花、咲きわたる

流々(るる)

証書授与のない卒業式

 いつもと変わらない教室なのに、教壇がよそよそしく感じてしまう。

 二週間ぶりに会った生徒たちは欠席する者もなく、みな元気そうで安心した。マスク越しの笑顔が、いつもと違う寂しさを伝えてくる。


 新型ウイルスによる突然の休校が、中学校での最後の二週間を彼らから奪ってしまった。

 楽しみにしていた謝恩会も中止になり、この卒業式さえ開催が危ぶまれた。

 われわれ担任はもちろん、PTAからの嘆願もあり中止はまぬがれたものの、体育館での式典は取り止めとなった。来賓だけではなく、保護者も参列できない。生徒たちは各教室でスピーカーから流れてくる校長の話を聞いているだけ。

 こんな形でしか、送り出してあげられないなんて……。

 椅子に座ってきちんと背筋を伸ばしている彼らを見ていると、もう少し何とかできなかったのかという思いが消えない。


 この日のために練習をしてきた歌を披露する場もなく、三十分もかからずには終わった。

 各々の机には布張りのファイルに収められた卒業証書がぽつんと置かれている。

 あとは私が最後の挨拶をして送り出せばいい。

「みんな、卒業おめでとう。新型ウイルスの影響で突然休校になり、卒業式もこのような形になってしまったことを……」

 いろいろな思いがこみ上げてきて言葉に詰まった。


「先生、大丈夫っすよ」

 謝恩会で司会をやるはずだった坂本康太が声をあげた。顧問をしている演劇部の活動を引っ張ってきた、明るい子だ。

「俺たち、九年前にも経験してるから。ある意味、ってやつ?」

「保育園の卒園式も中止だったよね。わたし、覚えてるよ」

「小学校の卒業式も何かあれば面白かったのに」

「それはさすがにヤバいっしょ」

 一気に教室がにぎやかになった。

 九年前――そうか、東日本大震災で……。

 状況こそ違うけれどあの時も同じような経験をしているのか。

 本人たちはもちろん、家族の方たちの胸中は察するに余りある。

 子どもたちの門出を、立派に成長した姿を目に焼き付けたかったことだろう。

 学校運営にたずさわる者の一人として、申し訳ない気持ちでいっぱいになった。


「先生が泣いてたらいつまでたっても帰れないっスよ」

 浜口たけしの一言でどっと笑いが起きた後、波が引くように静かになっていく。

 みんなが私の言葉を待ってくれた。

「今日でみんなの中学校生活は終わります。

 これからは社会に出て行くために学ぶこととなります。

 小学校、中学校はいわば種としての栄養を蓄えていた時間、これからはそれぞれのやりたいことや夢に向かって芽を出し、伸ばしていく時間が待っています。
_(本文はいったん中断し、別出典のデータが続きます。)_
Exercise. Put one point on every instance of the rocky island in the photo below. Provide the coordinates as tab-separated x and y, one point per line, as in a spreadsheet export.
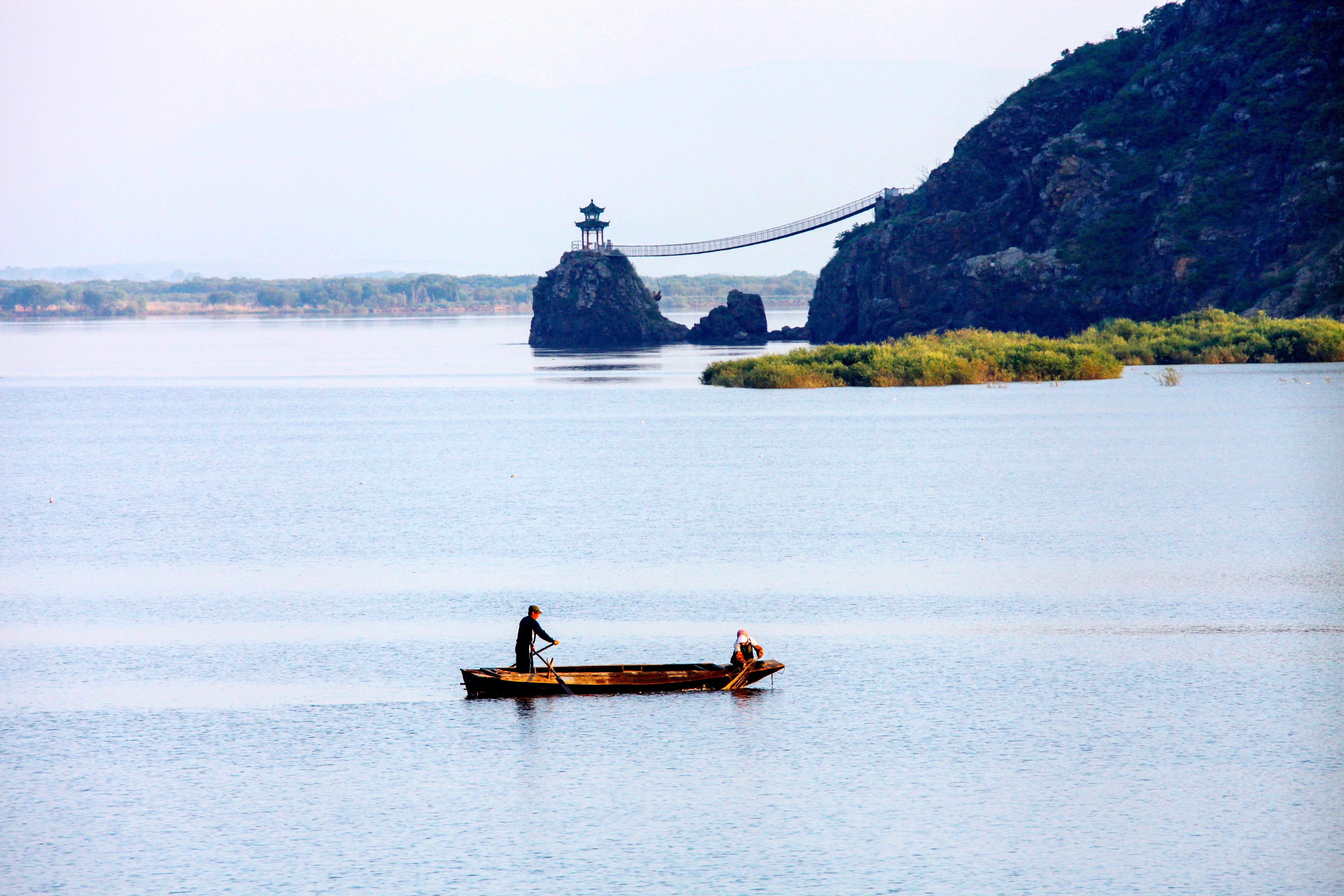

 きれいな花を咲かせるかもしれないし、目立たない花でもしっかりと大地に根を張る木になるかもしれない。

 みんなのさらなる成長を楽しみにしています。

 卒業、おめでとう」


 最後のホームルームを終え、生徒たちと教室を出る。階段を降り、玄関ホールを抜けて校庭へ向かった。
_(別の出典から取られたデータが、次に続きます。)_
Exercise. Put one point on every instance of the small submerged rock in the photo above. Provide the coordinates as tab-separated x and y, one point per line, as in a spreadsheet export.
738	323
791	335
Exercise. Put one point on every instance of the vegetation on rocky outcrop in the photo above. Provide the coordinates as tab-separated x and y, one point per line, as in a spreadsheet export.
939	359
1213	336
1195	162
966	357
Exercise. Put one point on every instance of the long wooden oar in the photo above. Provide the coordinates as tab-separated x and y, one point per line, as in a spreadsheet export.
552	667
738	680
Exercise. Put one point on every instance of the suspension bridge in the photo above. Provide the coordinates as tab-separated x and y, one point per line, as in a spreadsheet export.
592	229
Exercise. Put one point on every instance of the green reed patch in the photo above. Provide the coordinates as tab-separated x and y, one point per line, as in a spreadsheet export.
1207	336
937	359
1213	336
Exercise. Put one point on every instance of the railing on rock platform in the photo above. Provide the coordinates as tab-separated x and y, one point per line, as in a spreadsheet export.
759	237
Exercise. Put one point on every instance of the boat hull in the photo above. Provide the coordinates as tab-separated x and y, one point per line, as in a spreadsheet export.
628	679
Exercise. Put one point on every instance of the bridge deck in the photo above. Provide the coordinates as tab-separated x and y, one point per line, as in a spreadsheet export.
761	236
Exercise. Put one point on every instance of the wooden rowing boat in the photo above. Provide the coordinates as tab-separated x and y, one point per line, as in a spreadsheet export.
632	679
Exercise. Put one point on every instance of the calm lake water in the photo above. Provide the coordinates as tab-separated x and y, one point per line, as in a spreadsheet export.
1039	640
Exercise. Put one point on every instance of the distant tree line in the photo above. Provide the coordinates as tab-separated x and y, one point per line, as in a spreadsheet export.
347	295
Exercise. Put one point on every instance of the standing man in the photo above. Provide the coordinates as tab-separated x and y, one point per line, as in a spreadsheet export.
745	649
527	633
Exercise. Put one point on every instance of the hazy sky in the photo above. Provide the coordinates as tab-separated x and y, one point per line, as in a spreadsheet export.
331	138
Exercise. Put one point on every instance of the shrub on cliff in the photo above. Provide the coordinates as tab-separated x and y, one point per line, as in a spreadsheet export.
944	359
 いつもならば在校生や保護者が両側に並んでアーチを作り、その中を卒業生が校門まで歩いていくのだけれど、今日は誰もいない静かな校庭が広がっていた。



 生徒たちの前に立ち、校庭に一歩踏み出したときだった。

 校門の外に見知った顔が見える。

 斎藤、高橋、井田、佐々木、門馬、菊池、中野、坂、渡辺……。

 去年そして一昨年の卒業生たちだ。

 私服のまま、誰もが手に一輪の花を持っている。

「どうしたんだ、みんなで」

 演劇部に所属していた佐々木をつかまえて、声を掛けた。


「卒業式は保護者も在校生も参列しないって聞いて」

「可哀想だからみんなで見送りに行こうって話になったんです」

「俺たち今、暇だから」

 髪を染めてピアスをした井田がニヤリと笑った。


 そうしている間にも門の外にはどんどんと人が増えていく。

 校内には入らず、校門前の歩道の両脇にOBたちのアーチが出来上がっていく。

 中には保護者の顔も見えた。

「ツイッターとLINEで拡散って、ヤバくね?」

 その様子を見ながら菊池が斎藤につぶやいていた。

 SNSも使い方によっては良い面があるのかもしれない。

 自ら考えて行動する。一、二年前までこの制服を着ていた彼らが少し頼もしく見えた。


 せっかくだからアーチが落ち着くまで生徒を待たせていると、副校長がやって来た。

「何の騒ぎですか」

「OBの高校生たちが見送りに来てくれたそうです」

 そういうと副校長が校門の前に進み出た。

「君たち、不要不急の外出は避けるように言われているだろう。すぐに帰りなさい!」

 大きな声をあげて手で追い払う仕草をした。


 彼らの思いを無駄には出来ない。

 おもわず副校長の腕をつかみ、校庭へ引き戻した。

「副校長、ここは公道ですよ。学校の敷地外のことにまで関わると、あとで面倒なことになるかもしれません。学校は関知していない、あくまでも彼らの自己責任ということにしておいた方が良いのでは」

 道路に背を向けて、声を潜めてささやいた。

 一瞬考えるそぶりを見せたが、不満そうな顔をしながらも副校長が校舎内へと戻っていく。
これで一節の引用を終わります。